Chestnuts are nutrient-rich nuts that are used for various purposes. The flour is made out of dried nuts. Know more about the nutrition facts and health benefits of chestnut flour.
Those who have tree nut allergies should avoid chestnut flour, as it may lead to an allergic reaction.
Chestnut is an essential nut crop of the North Temperate Zone. It has been grown in China, Japan, Korea, and the Mediterranean region since a long period. The Japanese chestnut has been cropped since the 11th century, the Chinese chestnut for 6000 years and the Mediterranean region since 3000 years. It is believed that the Greeks first cultivated the European chestnut in Europe.
Chestnuts are unique tree nuts of the genus Castanea of various species of deciduous trees. They are of rich dark brown color and covered within a prickly husk in the tree. The nuts are only available seasonally, i.e. autumns and winters, and are therefore considered as winter food. There are many varieties of chestnuts available. The most popular ones are the European and Asian.
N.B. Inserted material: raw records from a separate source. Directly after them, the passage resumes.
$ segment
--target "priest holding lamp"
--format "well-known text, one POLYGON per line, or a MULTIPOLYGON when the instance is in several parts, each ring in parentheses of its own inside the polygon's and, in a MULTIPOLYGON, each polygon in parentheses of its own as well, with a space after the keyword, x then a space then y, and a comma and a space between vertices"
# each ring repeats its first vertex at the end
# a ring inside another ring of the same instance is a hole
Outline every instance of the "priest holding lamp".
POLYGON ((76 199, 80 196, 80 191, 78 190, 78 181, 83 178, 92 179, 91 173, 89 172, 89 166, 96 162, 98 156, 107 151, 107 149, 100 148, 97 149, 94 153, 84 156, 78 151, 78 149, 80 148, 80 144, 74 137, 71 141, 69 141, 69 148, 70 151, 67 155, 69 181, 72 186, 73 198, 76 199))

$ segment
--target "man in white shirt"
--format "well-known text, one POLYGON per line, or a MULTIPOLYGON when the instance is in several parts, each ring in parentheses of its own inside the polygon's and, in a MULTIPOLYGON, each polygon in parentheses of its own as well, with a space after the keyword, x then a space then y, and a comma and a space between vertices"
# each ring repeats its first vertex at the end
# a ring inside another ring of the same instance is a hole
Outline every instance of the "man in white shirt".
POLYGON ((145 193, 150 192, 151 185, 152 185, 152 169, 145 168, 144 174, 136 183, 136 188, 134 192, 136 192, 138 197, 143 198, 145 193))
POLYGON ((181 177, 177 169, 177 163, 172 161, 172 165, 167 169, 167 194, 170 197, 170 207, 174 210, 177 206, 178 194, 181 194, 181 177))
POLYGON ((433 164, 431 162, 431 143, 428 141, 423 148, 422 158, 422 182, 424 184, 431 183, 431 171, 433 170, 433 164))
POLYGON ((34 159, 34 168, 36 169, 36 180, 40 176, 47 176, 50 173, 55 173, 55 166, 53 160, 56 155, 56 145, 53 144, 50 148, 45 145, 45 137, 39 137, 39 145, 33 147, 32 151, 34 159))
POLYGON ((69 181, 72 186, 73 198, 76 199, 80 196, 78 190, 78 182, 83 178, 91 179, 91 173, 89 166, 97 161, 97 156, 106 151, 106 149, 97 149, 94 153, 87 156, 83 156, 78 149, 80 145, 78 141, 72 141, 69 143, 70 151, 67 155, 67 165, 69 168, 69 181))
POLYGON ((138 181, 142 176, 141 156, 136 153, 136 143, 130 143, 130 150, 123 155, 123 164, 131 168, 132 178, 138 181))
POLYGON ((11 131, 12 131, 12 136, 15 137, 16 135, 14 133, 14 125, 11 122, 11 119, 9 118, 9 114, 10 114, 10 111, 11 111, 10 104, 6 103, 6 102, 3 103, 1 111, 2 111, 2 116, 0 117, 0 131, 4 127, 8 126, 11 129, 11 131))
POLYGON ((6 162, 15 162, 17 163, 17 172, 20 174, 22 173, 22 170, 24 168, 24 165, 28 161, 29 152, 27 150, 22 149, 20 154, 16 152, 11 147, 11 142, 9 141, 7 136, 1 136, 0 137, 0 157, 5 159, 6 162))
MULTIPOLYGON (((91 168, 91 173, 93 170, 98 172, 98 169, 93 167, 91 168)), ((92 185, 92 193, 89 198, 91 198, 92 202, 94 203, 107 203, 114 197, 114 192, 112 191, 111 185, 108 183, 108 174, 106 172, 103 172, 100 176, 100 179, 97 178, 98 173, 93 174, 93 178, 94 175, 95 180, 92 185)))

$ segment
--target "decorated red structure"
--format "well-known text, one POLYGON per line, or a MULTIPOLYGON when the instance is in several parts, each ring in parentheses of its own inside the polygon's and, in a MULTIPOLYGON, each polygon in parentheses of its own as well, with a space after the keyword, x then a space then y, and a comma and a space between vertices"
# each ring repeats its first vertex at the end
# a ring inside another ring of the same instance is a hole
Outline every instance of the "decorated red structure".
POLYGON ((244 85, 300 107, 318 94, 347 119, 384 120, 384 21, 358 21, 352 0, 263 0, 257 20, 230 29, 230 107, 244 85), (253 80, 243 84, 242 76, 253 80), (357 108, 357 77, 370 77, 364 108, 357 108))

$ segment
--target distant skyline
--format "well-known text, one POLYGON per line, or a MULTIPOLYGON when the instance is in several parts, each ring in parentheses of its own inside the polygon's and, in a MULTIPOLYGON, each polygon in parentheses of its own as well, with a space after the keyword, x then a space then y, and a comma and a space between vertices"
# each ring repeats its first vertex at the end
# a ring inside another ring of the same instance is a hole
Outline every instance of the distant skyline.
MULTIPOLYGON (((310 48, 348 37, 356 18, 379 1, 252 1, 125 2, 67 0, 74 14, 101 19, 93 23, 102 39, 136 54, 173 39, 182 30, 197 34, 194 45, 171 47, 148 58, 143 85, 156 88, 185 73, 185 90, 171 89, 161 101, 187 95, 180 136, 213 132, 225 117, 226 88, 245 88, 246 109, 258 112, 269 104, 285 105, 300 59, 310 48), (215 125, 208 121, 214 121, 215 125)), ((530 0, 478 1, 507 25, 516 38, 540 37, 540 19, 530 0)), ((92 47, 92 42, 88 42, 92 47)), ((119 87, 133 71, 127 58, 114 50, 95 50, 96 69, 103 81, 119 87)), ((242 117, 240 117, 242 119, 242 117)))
Chestnuts can be eaten in many ways, which makes them stand out from most other nuts. Chestnuts in the raw form can be roasted, steamed, boiled, deep-fried, or microwaved. When chestnuts are dried, they can be boiled or made into a flour to make a variety of baked stuff. Chestnut flour can be used instead of almond flour, wheat-based flour or all-purpose flour in recipes calling for it.
|Value per 100 g|
|Total Fat||3.67 gm|
|Saturated Fat||0.7 gm|
|Polyunsaturated Fat||1.6 gm|
|Monounsaturated Fat||1.4 gm|
|Cholesterol||less than 1 mg|
|Total Carbohydrate||78 gm|
|Dietary Fiber||9.2 gm|
|Fatty Acids (%)|
|Saturated Fatty Acids||17.87%|
|Monounsaturated Fatty Acids||38.13%|
|Polyunsaturated Fatty Acids||44.01%|
Unlike most other nut flours, which are fatty, chestnut flour is starchy and low in fat. It is also gluten-free, cholesterol-free, a good source of carbohydrates, fibers, and vitamin C. It also contains vitamins D, E, K, and B6 and 12 and Omega-3 and -6 fatty acids. According to studies, chestnut flour contains high amounts of vital fatty acids that are useful for the cardiovascular function and development of the nervous system in infants.
Chestnut flour is very different from almond flour, hazelnut flour or others. It is a great flour to work with and has a variety of uses in both sweet and savory dishes. The flour can be used to thicken sauces, and make bread, pancakes, sponge cakes, dumplings, fritters, soups, muffins, pie crust, cakes, pasta, and polenta.
Chestnuts have been an important source of food in Chinese, Korean, Japanese and the Mediterranean cultures. It has been cultivated for many years in China and Europe.